Before the rules went into effect, studios commonly sold multiple films to theaters as a package. The U.S. Supreme Court in 1948 ruled against the practice, called “block booking,” and others that favored studios, leading the plaintiff, Paramount Pictures, Inc, and its peers to sign consent decrees over the next few years with the Justice Department that banned such deals.
The department announced in August it was reviewing some 1,300 such decrees affecting a range of industries, which have no expiration date, with an eye toward cancelling them.
The agreements regulating relations between movie studios and theaters, which the industry calls the Paramount consent decrees, were reached in the late 1940s and early 1950s when movie theaters had just one screen, televisions were not universal, and online streaming was decades into the future.
“They’ll be able to get more of their duds played in your theaters,” said Brian Fridley, whose father started Iowa-based Fridley Theatres in the 1930s. “If you’re forced to play the less popular films, that’s going to eat up your profits.

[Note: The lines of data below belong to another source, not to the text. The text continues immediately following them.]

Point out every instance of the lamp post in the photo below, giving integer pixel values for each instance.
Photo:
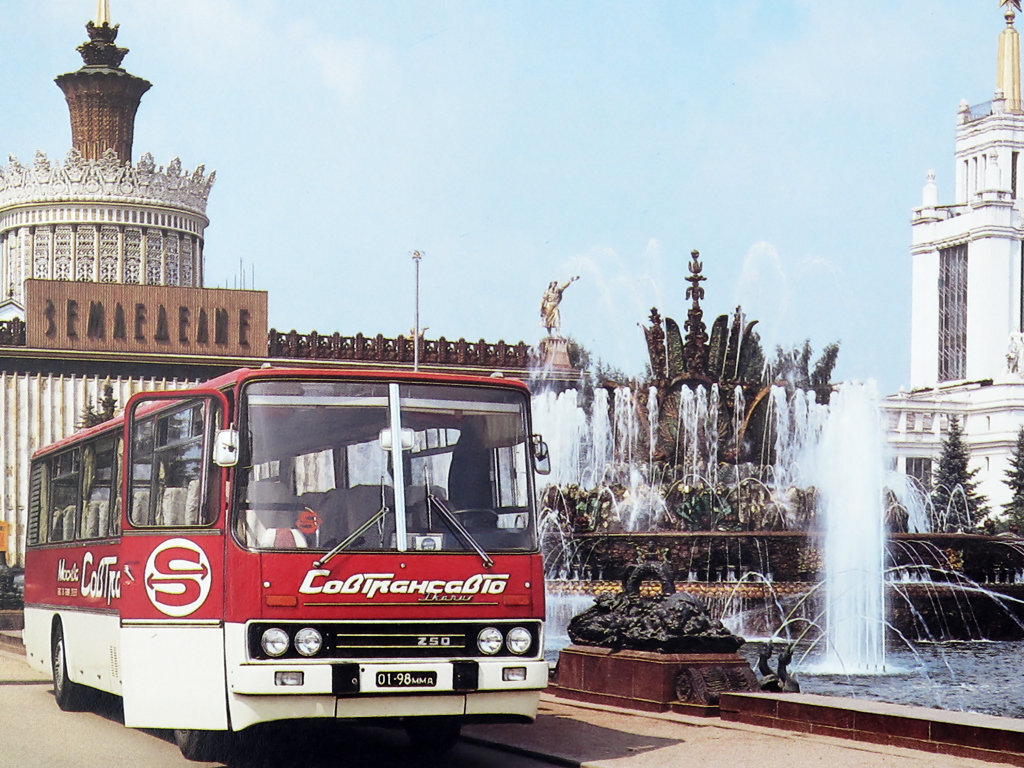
(417, 256)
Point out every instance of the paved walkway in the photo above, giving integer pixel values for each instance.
(579, 734)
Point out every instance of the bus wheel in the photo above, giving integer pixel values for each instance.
(204, 747)
(71, 696)
(432, 735)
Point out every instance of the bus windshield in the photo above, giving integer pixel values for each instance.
(384, 466)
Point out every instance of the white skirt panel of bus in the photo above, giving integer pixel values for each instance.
(173, 677)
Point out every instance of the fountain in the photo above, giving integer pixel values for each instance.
(766, 489)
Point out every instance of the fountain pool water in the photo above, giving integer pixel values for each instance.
(843, 646)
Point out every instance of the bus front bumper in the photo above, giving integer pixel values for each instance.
(262, 692)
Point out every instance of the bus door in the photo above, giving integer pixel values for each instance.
(172, 644)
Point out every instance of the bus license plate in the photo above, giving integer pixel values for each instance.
(406, 679)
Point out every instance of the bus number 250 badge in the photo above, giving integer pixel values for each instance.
(177, 578)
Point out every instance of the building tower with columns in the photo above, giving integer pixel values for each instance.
(98, 217)
(967, 348)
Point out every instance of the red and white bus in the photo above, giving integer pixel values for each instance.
(286, 544)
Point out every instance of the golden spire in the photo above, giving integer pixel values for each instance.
(103, 11)
(1008, 73)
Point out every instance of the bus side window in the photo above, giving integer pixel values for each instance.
(65, 496)
(97, 480)
(140, 491)
(167, 470)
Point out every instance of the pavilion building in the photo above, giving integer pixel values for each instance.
(967, 347)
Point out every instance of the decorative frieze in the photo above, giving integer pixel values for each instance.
(103, 181)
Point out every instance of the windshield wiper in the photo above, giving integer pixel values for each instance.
(347, 541)
(456, 524)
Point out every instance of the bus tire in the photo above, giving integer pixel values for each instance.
(432, 736)
(203, 747)
(71, 696)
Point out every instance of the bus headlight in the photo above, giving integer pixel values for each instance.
(274, 642)
(308, 641)
(518, 640)
(489, 641)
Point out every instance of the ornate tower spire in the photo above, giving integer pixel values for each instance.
(102, 98)
(1008, 74)
(695, 345)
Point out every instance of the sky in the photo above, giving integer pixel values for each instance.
(522, 141)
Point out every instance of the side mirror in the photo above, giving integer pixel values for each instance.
(225, 448)
(542, 458)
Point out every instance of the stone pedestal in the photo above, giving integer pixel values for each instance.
(688, 683)
(555, 353)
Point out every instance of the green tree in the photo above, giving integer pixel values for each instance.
(954, 494)
(1015, 479)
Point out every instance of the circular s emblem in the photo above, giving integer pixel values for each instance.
(177, 578)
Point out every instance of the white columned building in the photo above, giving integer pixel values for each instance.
(967, 349)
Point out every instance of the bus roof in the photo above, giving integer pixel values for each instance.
(235, 378)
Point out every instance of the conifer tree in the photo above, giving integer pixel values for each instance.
(954, 494)
(1015, 479)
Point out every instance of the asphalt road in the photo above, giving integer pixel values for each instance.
(35, 733)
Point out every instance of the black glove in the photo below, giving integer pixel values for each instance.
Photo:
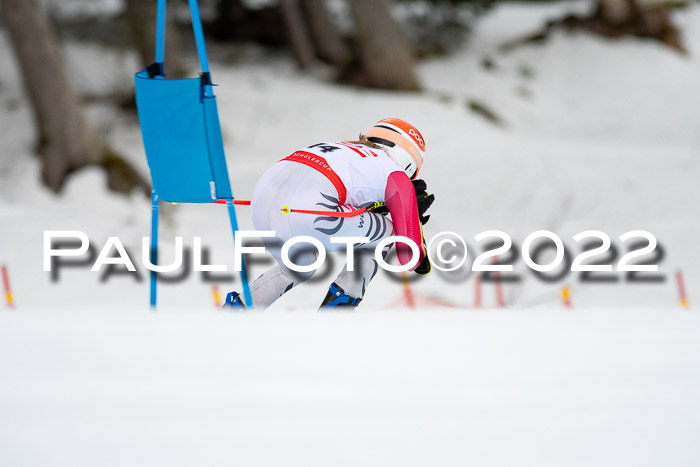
(423, 199)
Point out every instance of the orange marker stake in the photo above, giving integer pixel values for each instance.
(566, 296)
(681, 290)
(6, 287)
(217, 296)
(407, 292)
(477, 291)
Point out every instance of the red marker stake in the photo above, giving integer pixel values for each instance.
(499, 287)
(477, 291)
(6, 287)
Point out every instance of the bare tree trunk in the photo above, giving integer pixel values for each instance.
(385, 53)
(327, 40)
(141, 15)
(297, 31)
(615, 12)
(66, 141)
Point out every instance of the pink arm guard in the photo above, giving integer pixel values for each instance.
(400, 199)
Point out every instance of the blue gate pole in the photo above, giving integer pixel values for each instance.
(244, 274)
(154, 244)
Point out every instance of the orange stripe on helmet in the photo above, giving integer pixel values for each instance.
(399, 140)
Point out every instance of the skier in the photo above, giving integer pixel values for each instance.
(372, 172)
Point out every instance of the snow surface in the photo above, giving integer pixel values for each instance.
(513, 388)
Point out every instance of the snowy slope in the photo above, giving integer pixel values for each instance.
(599, 135)
(516, 388)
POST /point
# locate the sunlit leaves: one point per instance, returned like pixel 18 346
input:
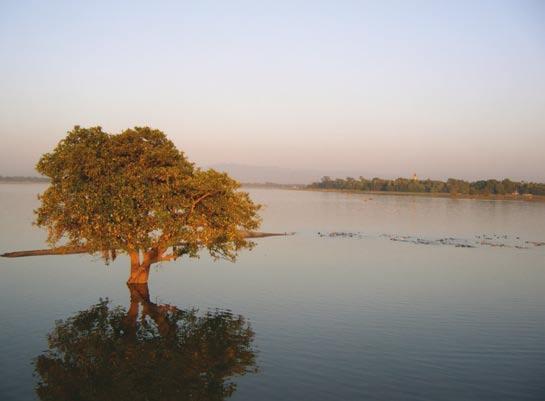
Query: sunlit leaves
pixel 136 191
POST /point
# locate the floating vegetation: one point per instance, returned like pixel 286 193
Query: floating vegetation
pixel 482 240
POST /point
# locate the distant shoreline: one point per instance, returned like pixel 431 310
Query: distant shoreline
pixel 524 198
pixel 302 187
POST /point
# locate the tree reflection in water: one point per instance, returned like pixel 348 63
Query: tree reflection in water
pixel 150 352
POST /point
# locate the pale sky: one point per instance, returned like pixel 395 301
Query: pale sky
pixel 382 88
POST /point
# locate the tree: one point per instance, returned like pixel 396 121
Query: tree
pixel 148 352
pixel 136 193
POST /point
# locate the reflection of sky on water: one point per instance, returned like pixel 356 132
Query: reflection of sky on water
pixel 333 318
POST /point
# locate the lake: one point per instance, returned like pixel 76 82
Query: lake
pixel 376 297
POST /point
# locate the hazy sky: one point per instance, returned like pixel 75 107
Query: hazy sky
pixel 381 88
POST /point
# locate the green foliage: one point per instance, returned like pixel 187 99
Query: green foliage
pixel 136 192
pixel 452 186
pixel 164 353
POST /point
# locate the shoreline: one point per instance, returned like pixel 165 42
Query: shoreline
pixel 295 187
pixel 517 198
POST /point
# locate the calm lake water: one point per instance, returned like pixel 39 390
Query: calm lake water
pixel 372 316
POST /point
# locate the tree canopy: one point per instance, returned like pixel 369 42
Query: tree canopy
pixel 136 192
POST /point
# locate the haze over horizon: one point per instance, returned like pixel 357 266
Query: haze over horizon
pixel 363 88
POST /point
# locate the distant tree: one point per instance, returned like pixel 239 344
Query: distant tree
pixel 150 352
pixel 136 193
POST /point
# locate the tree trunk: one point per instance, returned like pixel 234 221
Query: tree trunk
pixel 139 271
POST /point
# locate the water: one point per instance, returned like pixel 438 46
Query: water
pixel 333 318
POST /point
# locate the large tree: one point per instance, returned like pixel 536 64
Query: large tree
pixel 135 192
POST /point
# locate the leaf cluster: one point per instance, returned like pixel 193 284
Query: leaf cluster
pixel 135 191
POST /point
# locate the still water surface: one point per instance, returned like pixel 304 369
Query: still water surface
pixel 320 317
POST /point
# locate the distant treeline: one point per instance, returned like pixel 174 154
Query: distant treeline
pixel 22 179
pixel 451 186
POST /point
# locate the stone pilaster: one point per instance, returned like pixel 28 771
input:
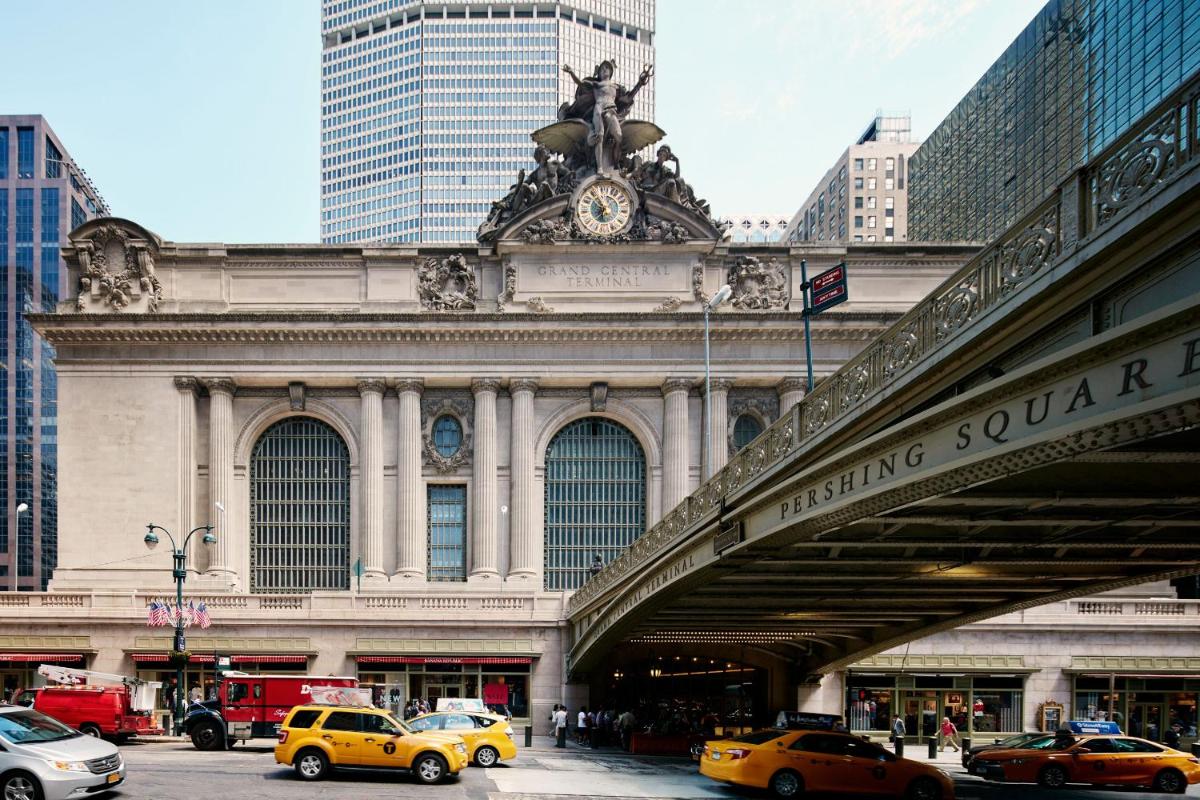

Maybe all your profits.”
Fridley said his chain of 20 movie theaters and 86 screens might be forced to show poor performers like 21st Century Fox’s “The Darkest Minds.” The dystopian teen movie made $13 million in the United States, compared with $700 million for “Black Panther,” according to Box Office Mojo.
Box office sales bring in a good chunk of theater revenues, even as viewers increasingly watch movies on television and online. For example, Viacom Inc, which owns Paramount, said in an annual report that movies shown in theaters brought in 25 percent of its filmed entertainment revenues for 2017, while home entertainment brought in 26 percent and licensing brought in 40 percent.
The National Association of Theatre Owners (NATO), which represents movie theater companies with 33,000 screens across the United States, urged the department to forbid movie studios to return to the practice of block booking.
Justice Department officials believe the fears are overblown because it is not in studios’ financial interest to force theaters to show poor performing films, according to a person familiar with the government’s thinking.
The Motion Picture Association of America declined to comment, referring Reuters to the studios. The six biggest U.S. film studios are Warner Bros, owned by AT&T; 21th Century Fox, which is selling its movie studio to rival Walt Disney Co; Paramount; Universal Pictures, which is owned by Comcast Corp; and Sony Pictures.
The biggest U.S. movie theater companies include AMC Entertainment, Regal Entertainment owned by Britain’s Cineworld and Cinemark.
All of the studios and major movie theater companies either declined to comment or did not respond to requests for comment.